The study, titled “Performance of the Reveal rapid AST system on Gram-negative blood cultures at a large urban hospital” assessed the performance of Reveal compared to VITEK 2 and Sensititre, and reported 98.0% Essential Agreement, 96.4% Categorical Agreement, just 1.3% very major error, and a less than 5-hour time-to-result, averaged across all 104 strains and 24 antibiotics tested.
“The Specific Reveal instrument showed comparable performance with standard of care AST methods while delivering results in a much shorter time frame. The system was relatively easy to use with less than 3 minutes of hands-on time. The ability to deliver AST results quickly without compromising on the quality of results is critical to improving the quality of patient care” said Dr. Samuel, Division Head, Clinical Microbiology at Henry Ford Health System.
“We’ve performed preclinical work with Reveal for over two years now,” agreed Dr. Robert Tibbetts, Associate Clinical Microbiology Director at Henry Ford, “and our team has been very pleased with its performance and ease-of-use. Antimicrobial stewardship in the form of rapid escalation or de-escalation of appropriate antimicrobial therapy is crucial to circumvent the current rise in resistant bacteria, and rapid and reliable susceptibility results will go a long way to facilitate this.
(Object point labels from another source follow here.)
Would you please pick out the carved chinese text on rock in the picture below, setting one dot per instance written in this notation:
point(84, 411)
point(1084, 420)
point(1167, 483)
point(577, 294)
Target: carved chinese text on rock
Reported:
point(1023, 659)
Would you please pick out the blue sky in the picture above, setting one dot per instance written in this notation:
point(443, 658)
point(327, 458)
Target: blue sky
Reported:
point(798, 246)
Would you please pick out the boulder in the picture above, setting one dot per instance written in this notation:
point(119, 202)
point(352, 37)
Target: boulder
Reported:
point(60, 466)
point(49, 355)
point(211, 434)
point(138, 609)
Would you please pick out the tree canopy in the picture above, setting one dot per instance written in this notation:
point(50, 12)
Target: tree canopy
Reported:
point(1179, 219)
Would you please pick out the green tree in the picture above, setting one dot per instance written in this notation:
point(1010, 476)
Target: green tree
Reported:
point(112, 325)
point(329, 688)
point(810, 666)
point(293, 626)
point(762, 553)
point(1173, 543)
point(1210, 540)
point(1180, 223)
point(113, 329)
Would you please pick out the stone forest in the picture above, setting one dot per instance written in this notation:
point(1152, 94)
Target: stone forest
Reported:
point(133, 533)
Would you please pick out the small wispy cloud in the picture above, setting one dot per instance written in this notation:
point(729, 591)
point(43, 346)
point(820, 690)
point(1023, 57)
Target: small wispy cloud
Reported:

We are pleased to have performed the first preclinical validation of this potentially important new system.”
“We have very much valued the clinical partnership we have had with Drs. Samuel and Tibbetts and their laboratory team at Henry Ford,” said Dr. Paul Rhodes, CEO of Specific. “This highly successful preclinical validation was performed with the very first Reveal instruments we produced, and now there are well over 100 deployed in Europe under CE-IVD as well as on an RUO basis in the US. With our 510k studies nearing completion we will move to FDA consideration so that with the Agency’s clearance we are able to offer rapid susceptibility results to patients in the United States,” said Dr. Paul Rhodes, CEO of Specific.